Donnerstag, 29.01.09 - es geht weiter; die nächste Grenze steht an - der Übergang nach Belize. Der Grenzübertritt verlief ohne Komplikationen, eine knappe Stunde hat's nur gedauert. Man fährt ein paar Kilometer und schon ist man in einem absolut anderen Land - die Straßen, die Häuser, die Bewohner,
die Sprache, die Währung, alles ist einfach anders. Sehr viele Häuser stehen auf Stützen, die Menschen sind teilweise dunkelhäutig und englisch ist die Landessprache. Besichtigung der Mayaanlage von Altun-Ha, einer Anlage der Klassik oder Peten-Stil. Die Stilrichtungen werden immer Gegenden oder Städten, in denen sie entstanden sind, zugeordnet. Über Belize City nach Belmopan.
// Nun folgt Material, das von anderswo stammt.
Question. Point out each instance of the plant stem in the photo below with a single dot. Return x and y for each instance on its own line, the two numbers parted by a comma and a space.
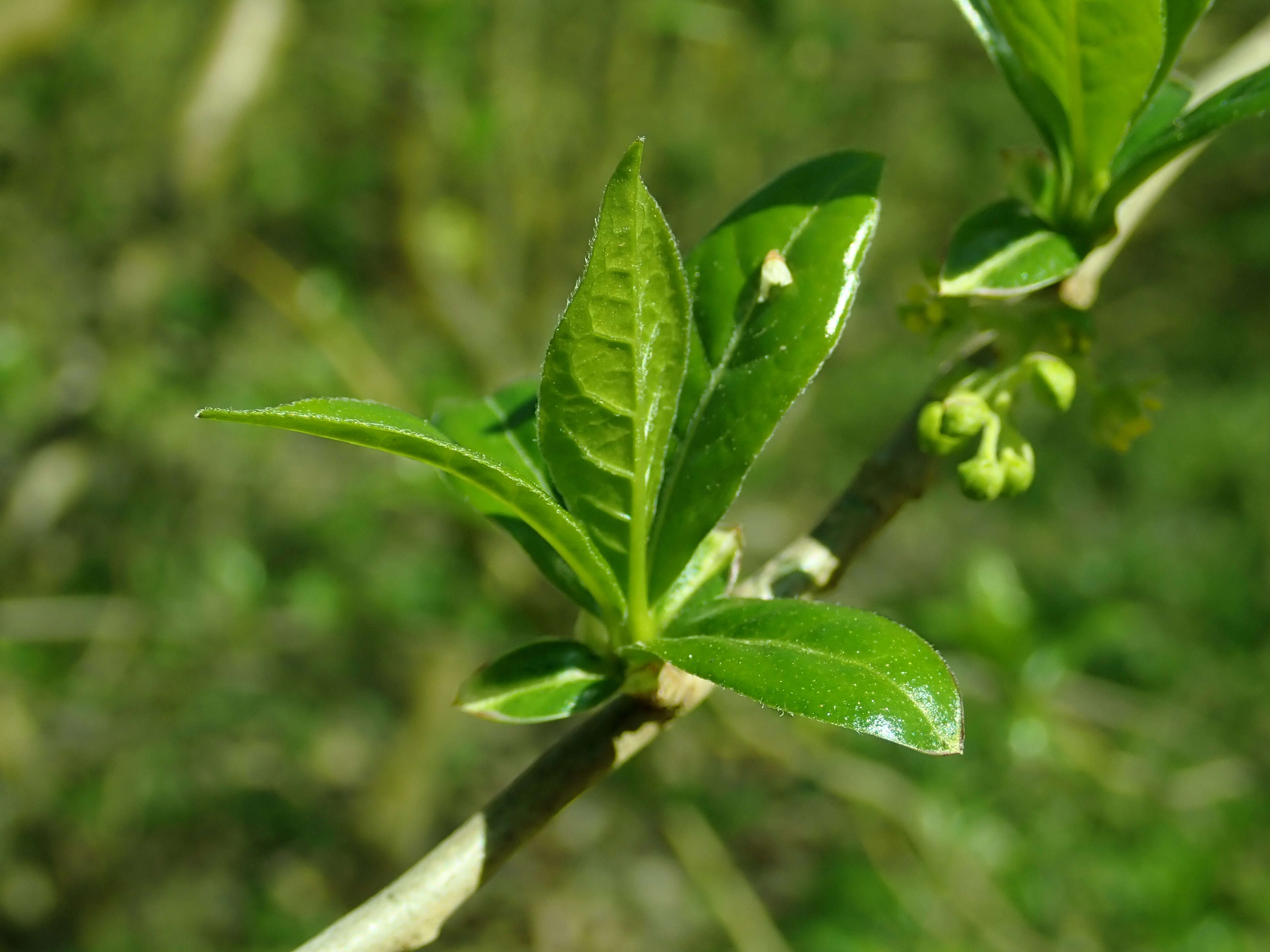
1246, 56
411, 912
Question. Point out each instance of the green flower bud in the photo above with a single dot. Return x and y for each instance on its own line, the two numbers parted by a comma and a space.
1053, 379
964, 414
1020, 468
982, 479
982, 475
930, 437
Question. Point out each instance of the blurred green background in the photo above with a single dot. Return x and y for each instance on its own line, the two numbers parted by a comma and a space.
228, 657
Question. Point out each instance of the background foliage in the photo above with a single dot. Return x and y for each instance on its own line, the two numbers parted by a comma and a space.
227, 657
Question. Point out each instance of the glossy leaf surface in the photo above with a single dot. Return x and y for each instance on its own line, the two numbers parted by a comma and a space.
543, 681
750, 358
1033, 95
1242, 99
503, 427
830, 663
380, 427
1166, 106
1180, 19
1099, 59
1005, 249
1096, 59
613, 375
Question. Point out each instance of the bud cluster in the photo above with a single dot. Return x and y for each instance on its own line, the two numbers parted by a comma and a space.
980, 405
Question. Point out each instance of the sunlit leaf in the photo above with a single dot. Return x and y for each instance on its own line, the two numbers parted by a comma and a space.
369, 424
613, 375
753, 353
1098, 59
543, 681
831, 663
1180, 19
1003, 251
1242, 99
1166, 106
503, 427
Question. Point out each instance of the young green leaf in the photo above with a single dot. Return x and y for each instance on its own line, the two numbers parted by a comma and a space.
751, 355
1180, 19
1242, 99
380, 427
613, 378
1098, 59
1004, 251
830, 663
1166, 106
543, 681
718, 558
503, 427
1034, 96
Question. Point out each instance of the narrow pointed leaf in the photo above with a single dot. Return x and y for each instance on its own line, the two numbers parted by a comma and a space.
1041, 103
380, 427
544, 681
830, 663
1098, 59
717, 560
1004, 251
503, 427
613, 375
750, 358
1180, 19
1165, 107
1242, 99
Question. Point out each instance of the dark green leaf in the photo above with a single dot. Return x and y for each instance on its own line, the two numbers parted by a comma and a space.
1099, 60
1242, 99
1165, 107
503, 428
369, 424
1034, 96
831, 663
1180, 19
750, 358
543, 681
717, 560
613, 378
1003, 251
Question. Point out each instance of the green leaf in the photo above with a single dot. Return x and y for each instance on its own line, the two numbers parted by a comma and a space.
1242, 99
503, 427
831, 663
718, 559
543, 681
1034, 96
1098, 59
1165, 107
369, 424
613, 378
1004, 251
1180, 19
750, 358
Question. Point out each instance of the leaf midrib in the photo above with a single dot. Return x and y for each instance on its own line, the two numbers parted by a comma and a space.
805, 650
521, 450
722, 367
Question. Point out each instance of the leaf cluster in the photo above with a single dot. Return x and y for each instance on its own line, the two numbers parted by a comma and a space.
1096, 78
661, 385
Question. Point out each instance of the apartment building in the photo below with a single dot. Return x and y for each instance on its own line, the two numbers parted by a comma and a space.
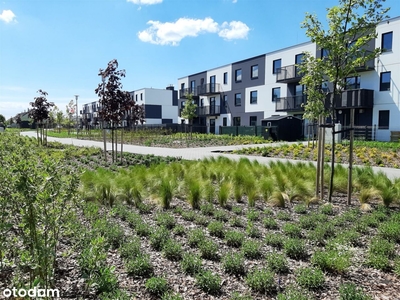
245, 92
160, 106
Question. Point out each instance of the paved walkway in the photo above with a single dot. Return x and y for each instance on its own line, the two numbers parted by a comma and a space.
197, 153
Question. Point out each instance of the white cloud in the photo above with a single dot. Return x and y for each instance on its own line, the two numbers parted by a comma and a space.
172, 33
169, 33
234, 30
7, 16
145, 2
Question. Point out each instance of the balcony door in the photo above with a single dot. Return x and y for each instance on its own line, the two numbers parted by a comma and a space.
212, 84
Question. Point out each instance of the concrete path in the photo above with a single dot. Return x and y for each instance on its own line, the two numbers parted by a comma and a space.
198, 153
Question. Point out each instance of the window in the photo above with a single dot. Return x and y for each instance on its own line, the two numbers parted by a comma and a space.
226, 78
238, 99
192, 86
276, 94
236, 121
353, 83
253, 97
383, 119
276, 66
387, 41
238, 75
253, 120
385, 81
254, 71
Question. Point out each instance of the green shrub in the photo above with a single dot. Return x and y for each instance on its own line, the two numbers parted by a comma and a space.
172, 250
159, 237
334, 261
216, 228
292, 230
277, 263
191, 263
251, 249
130, 249
139, 266
234, 238
349, 291
195, 237
261, 281
252, 230
209, 250
270, 223
156, 285
275, 240
310, 278
166, 220
233, 263
295, 248
209, 282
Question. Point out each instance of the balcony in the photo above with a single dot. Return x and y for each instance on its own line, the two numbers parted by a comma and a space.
183, 93
288, 74
209, 89
290, 103
204, 111
359, 98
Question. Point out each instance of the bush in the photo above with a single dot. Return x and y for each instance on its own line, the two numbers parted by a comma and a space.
234, 238
166, 220
139, 266
209, 250
277, 263
172, 250
159, 237
156, 285
191, 263
310, 278
209, 282
261, 281
295, 248
233, 263
251, 249
349, 291
216, 228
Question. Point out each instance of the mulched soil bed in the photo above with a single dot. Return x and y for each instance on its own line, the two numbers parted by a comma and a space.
378, 284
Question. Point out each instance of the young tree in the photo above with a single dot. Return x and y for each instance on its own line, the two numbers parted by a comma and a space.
352, 25
189, 111
40, 114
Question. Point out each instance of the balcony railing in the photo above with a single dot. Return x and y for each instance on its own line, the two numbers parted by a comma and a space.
359, 98
209, 89
183, 93
290, 103
288, 74
203, 111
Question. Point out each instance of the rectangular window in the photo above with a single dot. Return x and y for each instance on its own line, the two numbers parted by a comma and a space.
226, 78
387, 39
353, 83
253, 120
383, 119
276, 94
385, 81
238, 99
254, 71
238, 75
276, 66
253, 97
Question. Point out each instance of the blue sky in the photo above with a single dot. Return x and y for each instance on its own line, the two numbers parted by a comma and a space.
60, 45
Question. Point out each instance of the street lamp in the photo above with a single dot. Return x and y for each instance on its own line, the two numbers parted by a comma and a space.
76, 109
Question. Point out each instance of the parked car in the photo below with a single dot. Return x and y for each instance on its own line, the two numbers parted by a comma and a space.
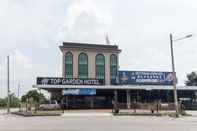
51, 105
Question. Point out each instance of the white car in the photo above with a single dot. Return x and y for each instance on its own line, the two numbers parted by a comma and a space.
52, 105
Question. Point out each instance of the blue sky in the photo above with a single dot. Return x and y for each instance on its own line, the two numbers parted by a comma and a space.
32, 30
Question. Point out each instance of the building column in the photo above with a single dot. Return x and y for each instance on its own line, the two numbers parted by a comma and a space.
128, 99
115, 100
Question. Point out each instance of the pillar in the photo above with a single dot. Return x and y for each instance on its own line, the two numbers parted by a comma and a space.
128, 99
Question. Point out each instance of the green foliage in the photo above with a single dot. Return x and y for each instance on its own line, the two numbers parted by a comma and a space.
3, 102
34, 96
14, 101
191, 79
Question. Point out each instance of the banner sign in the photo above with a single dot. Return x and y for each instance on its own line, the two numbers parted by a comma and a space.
67, 81
82, 91
145, 78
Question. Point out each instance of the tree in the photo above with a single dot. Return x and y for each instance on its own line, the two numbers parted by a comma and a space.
14, 101
191, 79
3, 102
34, 95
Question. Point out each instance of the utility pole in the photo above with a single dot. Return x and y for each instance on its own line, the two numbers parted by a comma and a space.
174, 77
18, 90
173, 70
8, 84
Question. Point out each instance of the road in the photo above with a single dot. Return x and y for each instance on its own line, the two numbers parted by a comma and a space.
97, 123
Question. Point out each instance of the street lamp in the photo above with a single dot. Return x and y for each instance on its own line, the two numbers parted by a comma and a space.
173, 70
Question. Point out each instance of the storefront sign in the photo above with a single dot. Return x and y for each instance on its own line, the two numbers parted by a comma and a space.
82, 91
145, 78
67, 81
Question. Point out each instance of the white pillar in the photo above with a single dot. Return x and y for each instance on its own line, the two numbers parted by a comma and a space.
128, 99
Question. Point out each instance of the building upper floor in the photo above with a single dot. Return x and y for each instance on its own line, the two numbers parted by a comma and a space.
81, 60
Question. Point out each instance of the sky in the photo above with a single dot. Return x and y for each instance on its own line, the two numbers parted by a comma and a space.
32, 30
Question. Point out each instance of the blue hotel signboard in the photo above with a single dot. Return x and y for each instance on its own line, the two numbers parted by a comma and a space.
145, 78
81, 91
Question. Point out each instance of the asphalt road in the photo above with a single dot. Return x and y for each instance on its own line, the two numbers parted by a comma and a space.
97, 123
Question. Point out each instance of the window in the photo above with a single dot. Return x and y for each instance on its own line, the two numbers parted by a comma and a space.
83, 65
113, 67
69, 65
100, 66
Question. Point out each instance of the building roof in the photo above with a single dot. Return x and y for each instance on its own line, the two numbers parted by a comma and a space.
123, 87
73, 45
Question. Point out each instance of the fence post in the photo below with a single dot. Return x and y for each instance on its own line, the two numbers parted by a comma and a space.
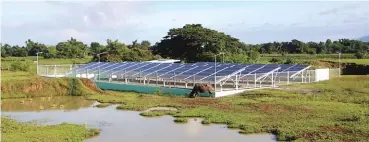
288, 77
86, 73
255, 80
309, 75
157, 78
125, 77
55, 70
302, 77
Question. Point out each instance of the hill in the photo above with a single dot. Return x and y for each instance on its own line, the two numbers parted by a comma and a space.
364, 38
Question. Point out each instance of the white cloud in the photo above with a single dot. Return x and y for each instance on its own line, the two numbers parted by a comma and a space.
254, 22
68, 33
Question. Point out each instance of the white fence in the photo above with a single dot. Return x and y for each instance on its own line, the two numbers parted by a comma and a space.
241, 81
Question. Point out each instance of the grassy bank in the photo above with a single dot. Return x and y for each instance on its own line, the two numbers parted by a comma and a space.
335, 110
314, 59
13, 131
25, 84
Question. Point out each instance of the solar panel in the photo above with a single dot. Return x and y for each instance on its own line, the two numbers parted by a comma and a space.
199, 70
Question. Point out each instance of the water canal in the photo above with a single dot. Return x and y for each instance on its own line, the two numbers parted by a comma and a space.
118, 125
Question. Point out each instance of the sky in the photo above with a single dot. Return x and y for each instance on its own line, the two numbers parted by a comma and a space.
252, 22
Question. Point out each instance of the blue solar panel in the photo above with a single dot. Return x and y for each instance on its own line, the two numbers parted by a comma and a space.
203, 70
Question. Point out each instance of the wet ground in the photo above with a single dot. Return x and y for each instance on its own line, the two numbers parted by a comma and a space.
119, 125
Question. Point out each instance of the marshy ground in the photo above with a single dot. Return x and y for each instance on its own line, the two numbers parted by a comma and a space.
335, 110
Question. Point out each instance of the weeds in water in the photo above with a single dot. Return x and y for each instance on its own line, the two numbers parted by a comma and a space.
330, 110
181, 120
102, 105
157, 113
13, 131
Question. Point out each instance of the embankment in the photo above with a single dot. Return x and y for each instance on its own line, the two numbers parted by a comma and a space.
347, 68
40, 87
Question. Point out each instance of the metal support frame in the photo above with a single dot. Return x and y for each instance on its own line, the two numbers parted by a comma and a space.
98, 66
226, 78
214, 73
148, 69
252, 72
121, 65
197, 73
156, 71
172, 70
136, 68
113, 64
183, 72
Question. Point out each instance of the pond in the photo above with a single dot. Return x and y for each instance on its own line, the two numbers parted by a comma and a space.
119, 125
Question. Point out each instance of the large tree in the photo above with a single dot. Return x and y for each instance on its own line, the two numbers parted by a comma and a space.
194, 43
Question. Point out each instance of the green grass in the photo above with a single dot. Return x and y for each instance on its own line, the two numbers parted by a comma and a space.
13, 131
356, 61
310, 59
181, 120
43, 61
157, 113
103, 105
335, 110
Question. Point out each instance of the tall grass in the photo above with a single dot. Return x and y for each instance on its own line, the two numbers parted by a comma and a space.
335, 110
13, 131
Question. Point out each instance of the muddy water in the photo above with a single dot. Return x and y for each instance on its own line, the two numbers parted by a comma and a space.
118, 125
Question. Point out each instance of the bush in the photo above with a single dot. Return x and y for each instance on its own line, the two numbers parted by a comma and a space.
159, 92
20, 66
289, 61
359, 55
275, 60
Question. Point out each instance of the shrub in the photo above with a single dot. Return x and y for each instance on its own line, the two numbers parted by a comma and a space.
359, 55
159, 92
275, 60
20, 66
289, 61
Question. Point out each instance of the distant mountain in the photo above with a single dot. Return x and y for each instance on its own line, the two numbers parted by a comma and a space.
364, 38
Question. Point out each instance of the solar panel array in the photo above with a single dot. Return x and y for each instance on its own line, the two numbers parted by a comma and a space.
200, 70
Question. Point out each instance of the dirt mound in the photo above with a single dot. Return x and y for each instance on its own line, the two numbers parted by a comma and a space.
91, 85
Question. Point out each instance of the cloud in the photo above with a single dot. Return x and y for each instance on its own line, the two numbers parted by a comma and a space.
338, 10
68, 33
252, 22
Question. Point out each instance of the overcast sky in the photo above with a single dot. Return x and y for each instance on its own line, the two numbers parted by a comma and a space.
251, 22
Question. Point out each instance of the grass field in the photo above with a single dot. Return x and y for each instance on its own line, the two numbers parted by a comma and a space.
335, 110
13, 131
356, 61
310, 59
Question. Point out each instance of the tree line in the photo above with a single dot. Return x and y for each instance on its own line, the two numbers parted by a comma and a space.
191, 43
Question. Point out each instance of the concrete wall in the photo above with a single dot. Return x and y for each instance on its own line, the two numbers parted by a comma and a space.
144, 89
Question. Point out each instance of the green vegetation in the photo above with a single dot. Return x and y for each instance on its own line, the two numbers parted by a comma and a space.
44, 103
13, 131
335, 110
157, 113
181, 120
191, 43
42, 87
103, 105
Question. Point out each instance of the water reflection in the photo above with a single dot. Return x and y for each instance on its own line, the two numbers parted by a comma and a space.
118, 125
45, 103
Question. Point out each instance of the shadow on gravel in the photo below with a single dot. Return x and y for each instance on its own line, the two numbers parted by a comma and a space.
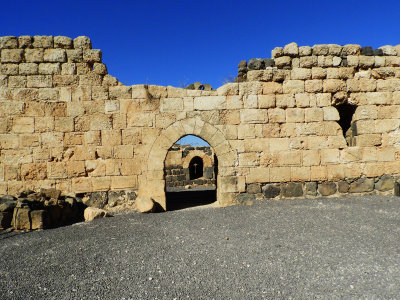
186, 199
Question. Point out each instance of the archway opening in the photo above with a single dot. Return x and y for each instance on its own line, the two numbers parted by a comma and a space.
190, 173
195, 168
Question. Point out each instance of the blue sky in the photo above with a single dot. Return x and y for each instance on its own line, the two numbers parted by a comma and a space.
179, 42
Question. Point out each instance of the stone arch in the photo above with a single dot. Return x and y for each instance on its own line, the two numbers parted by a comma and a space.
207, 161
151, 181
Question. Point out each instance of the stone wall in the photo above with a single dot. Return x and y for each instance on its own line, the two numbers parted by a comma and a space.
66, 124
177, 167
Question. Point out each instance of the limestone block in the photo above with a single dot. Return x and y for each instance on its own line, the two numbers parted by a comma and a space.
55, 55
279, 174
294, 115
92, 213
12, 55
17, 81
278, 144
120, 92
63, 124
272, 88
277, 52
291, 50
23, 125
318, 50
332, 73
334, 85
124, 182
318, 73
277, 115
8, 42
353, 61
388, 50
171, 104
258, 175
75, 168
39, 81
319, 173
284, 61
287, 158
253, 116
285, 101
311, 158
308, 62
300, 74
82, 42
210, 103
74, 55
49, 68
68, 69
9, 141
305, 51
9, 69
28, 69
265, 101
314, 114
366, 62
293, 86
92, 55
91, 80
300, 173
302, 100
331, 114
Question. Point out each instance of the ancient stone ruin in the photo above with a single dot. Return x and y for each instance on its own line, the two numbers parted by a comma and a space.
308, 121
189, 167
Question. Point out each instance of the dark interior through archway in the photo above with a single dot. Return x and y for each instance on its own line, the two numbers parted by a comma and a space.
193, 184
346, 112
195, 168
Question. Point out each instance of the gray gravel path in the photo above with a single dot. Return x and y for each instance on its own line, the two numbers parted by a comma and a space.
300, 249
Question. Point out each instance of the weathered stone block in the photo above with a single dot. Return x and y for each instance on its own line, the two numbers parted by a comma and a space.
12, 56
362, 185
327, 188
385, 183
292, 189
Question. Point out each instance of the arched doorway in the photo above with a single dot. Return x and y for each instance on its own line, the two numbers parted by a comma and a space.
189, 172
151, 181
196, 168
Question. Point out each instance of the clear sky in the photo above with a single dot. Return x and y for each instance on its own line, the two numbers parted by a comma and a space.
179, 42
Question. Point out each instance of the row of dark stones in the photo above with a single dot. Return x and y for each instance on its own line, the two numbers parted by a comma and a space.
196, 182
263, 63
199, 86
49, 209
327, 188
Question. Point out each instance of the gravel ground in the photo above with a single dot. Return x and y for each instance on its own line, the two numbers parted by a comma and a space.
299, 249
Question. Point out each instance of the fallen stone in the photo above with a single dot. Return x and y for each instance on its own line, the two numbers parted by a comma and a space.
245, 198
145, 204
343, 186
50, 193
362, 185
385, 183
256, 64
38, 219
5, 219
327, 188
96, 199
271, 191
253, 188
367, 51
21, 218
92, 213
292, 189
311, 188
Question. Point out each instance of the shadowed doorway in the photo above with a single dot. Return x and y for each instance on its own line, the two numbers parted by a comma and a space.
190, 172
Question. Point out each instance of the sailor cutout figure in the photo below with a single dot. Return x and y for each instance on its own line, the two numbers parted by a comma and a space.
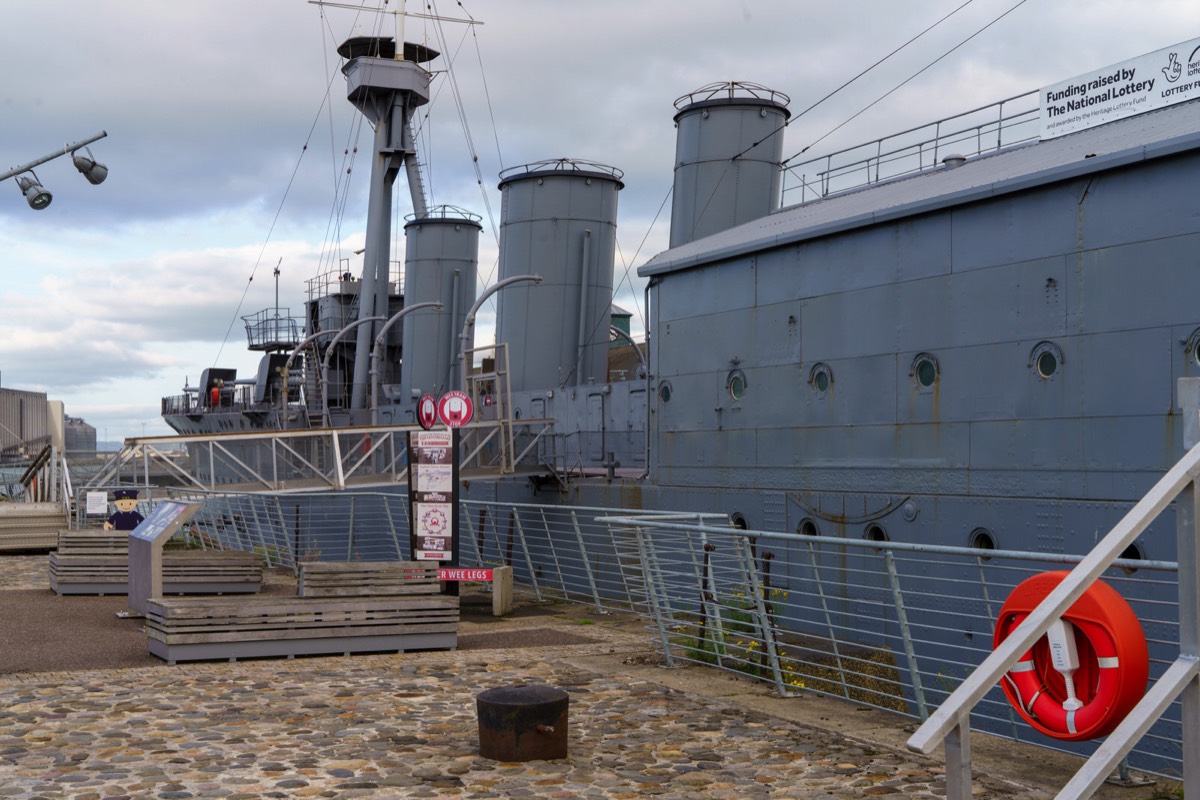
126, 516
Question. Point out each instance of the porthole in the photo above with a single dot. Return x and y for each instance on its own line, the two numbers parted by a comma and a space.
736, 384
1192, 347
982, 540
875, 533
1132, 553
1045, 359
821, 378
924, 371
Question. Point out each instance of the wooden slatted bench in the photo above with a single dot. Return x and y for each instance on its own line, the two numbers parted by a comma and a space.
97, 563
196, 629
367, 578
30, 525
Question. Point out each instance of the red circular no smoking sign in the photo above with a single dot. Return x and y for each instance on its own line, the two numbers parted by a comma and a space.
455, 409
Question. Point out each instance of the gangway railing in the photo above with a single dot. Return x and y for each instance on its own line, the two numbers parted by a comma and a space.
951, 723
306, 459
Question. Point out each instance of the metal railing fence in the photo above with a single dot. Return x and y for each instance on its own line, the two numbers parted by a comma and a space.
891, 625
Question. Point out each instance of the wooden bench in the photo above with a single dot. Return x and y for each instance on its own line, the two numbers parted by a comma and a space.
97, 563
30, 525
367, 578
333, 617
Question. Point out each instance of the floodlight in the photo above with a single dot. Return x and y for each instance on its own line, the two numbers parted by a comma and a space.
90, 168
35, 193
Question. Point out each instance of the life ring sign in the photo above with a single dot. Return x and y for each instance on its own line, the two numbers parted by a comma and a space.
1080, 679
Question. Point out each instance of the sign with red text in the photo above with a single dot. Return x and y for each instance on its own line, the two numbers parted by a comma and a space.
433, 494
460, 573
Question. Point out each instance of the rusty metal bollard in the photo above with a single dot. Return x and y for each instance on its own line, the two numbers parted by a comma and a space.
522, 722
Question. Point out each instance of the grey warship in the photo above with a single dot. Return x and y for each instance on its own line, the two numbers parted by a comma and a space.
966, 335
961, 337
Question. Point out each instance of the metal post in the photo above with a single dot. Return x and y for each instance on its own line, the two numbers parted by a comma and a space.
283, 530
525, 549
1188, 555
553, 553
918, 691
471, 531
711, 608
825, 609
587, 564
958, 761
991, 623
643, 552
765, 623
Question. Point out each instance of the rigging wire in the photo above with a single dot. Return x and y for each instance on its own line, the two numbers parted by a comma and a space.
903, 83
967, 2
335, 214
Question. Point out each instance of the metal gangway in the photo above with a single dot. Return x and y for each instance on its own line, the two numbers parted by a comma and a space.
951, 723
313, 458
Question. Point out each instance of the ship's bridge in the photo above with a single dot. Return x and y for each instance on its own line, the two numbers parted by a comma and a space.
271, 330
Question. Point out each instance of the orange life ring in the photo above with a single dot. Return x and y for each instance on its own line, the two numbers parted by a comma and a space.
1114, 661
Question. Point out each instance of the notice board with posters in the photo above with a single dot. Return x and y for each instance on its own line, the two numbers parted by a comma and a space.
433, 494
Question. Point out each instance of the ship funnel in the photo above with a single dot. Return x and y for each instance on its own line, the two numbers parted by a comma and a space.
558, 220
441, 263
729, 146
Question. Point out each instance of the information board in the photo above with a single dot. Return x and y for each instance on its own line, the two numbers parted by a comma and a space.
433, 494
145, 551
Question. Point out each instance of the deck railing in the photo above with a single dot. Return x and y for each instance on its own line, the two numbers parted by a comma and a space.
982, 130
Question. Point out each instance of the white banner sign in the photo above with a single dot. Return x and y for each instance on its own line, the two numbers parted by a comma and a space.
97, 503
1153, 80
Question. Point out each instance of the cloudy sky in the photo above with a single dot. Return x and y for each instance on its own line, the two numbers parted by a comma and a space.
228, 133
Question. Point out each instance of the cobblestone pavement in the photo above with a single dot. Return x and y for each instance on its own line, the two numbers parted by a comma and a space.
405, 726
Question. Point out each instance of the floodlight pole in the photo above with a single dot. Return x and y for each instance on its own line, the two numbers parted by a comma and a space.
471, 319
378, 344
324, 364
66, 150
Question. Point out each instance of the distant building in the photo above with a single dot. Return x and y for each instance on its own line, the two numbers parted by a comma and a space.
79, 435
24, 423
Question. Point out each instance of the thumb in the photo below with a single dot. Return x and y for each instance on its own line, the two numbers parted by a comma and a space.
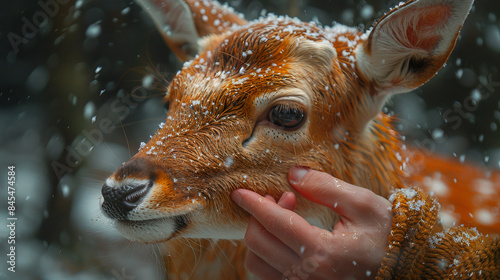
349, 201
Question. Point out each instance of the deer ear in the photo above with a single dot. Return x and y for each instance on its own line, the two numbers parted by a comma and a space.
407, 46
183, 23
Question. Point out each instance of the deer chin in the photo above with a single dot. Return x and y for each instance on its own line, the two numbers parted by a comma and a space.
185, 224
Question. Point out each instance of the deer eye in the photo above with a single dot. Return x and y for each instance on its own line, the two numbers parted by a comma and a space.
287, 116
Freitag, 30.01.09 - es sind nur noch ca 60 km bis zur nächsten Grenze, nach Guatemala. Kurz vor der Grenze die Pyramide von Xunantunich oder "Altes Belize", auch eine Stätte der Klassik. Eine schöne Anlage mit guten Steinmetzarbeiten. Der Grenzübertritt zu Guatemala war bis auf die große Hitze und Schwüle problemlos. Dauer ca. 45 min. Ankunft und Unterkunft in einer schönen Jugendherberge am Lago Peten Itza.

Samstag, 31.01.09 - für die Besichtigung von Tikal, einer der wichtigsten Städte der Mayas orderten wir einen Bus, um bei Sonnenaufgang an der Anlage zu sein. Abfahrt 5:30 Uhr zur circa 3o km nördlich von Peten Itza gelegenen Pyramidenstadt. In Tikal bauten die Mayas Pyramiden, die bis zum Himmel reichen. 70 m hoch ragen sie über die Wipfel des Urwalds. Tikal wurde von der UNESCO als Weltkulturerbe und gleichzeitig als Naturdenkmal ausgezeichnet. Die archäologische Stätte ist insgesamt 16 ooo m²km groß und beherbergt 3000 architektonische Bauten. Es lebten circa 1000 bis zu 10 000 Menschen an diesem für die Mayas so bedeutenden Ort. Im Urwald von Peten leben heute noch Krallenaffen, Jaguare, Ozelote, Tukane, wilde Truthähne und mehr als dreihundert Vogelarten.